Morris Fishbein and Albert Abrams

 

Dr. Morris Fishbein's first book, The Medical Follies, became an influential best seller. His 1932 book, Fads and Quackery became a classic in the field and was referred to by many authors who wrote on the subject of quackery in the coming decades. All three books by Fishbein dealt with Dr. Albert Abrams. Like the AMA literature, he ridiculed Abrams numerous outrageous claims, methods and endless gadgets.

 

In 1926, Annie Hale wrote the book, "These Cults" as a response to Morris Fishbein's 1925 The Medical Follies. It defended the medical "cults" from Fishbein's attacks. These included Chiropractic, Osteopathy, Naturopathy and others including the "electronic reactions of Abrams." Her complaints about the AMA’s attack on Abrams such as Fishbein's book was that it was an a priori attack without investigating it. She complained that Abrams was the "storm center of medical rancour and hate". As an example, she mentioned JAMA's review of Abrams' book Spondylotherapy that was "a long sarcastic review... a gratuitous slap at its author".

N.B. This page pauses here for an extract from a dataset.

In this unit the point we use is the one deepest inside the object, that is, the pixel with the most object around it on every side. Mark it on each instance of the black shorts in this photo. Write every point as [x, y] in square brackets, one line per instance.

In Abrams' defense she said he was "one of the most educated men of his day". She mentioned a few prominent individuals who supported the E.R.A., the most prominent one being Sir James Barr, a past president of the British Medical Association. As would be the case after the Scientific American and Thomas Horder committees' investigation of the E.R.A., she only briefly mentioned the Scientific American investigation and paid much attention to a few positive statements by the Horder committee and ignored their mostly negative conclusions.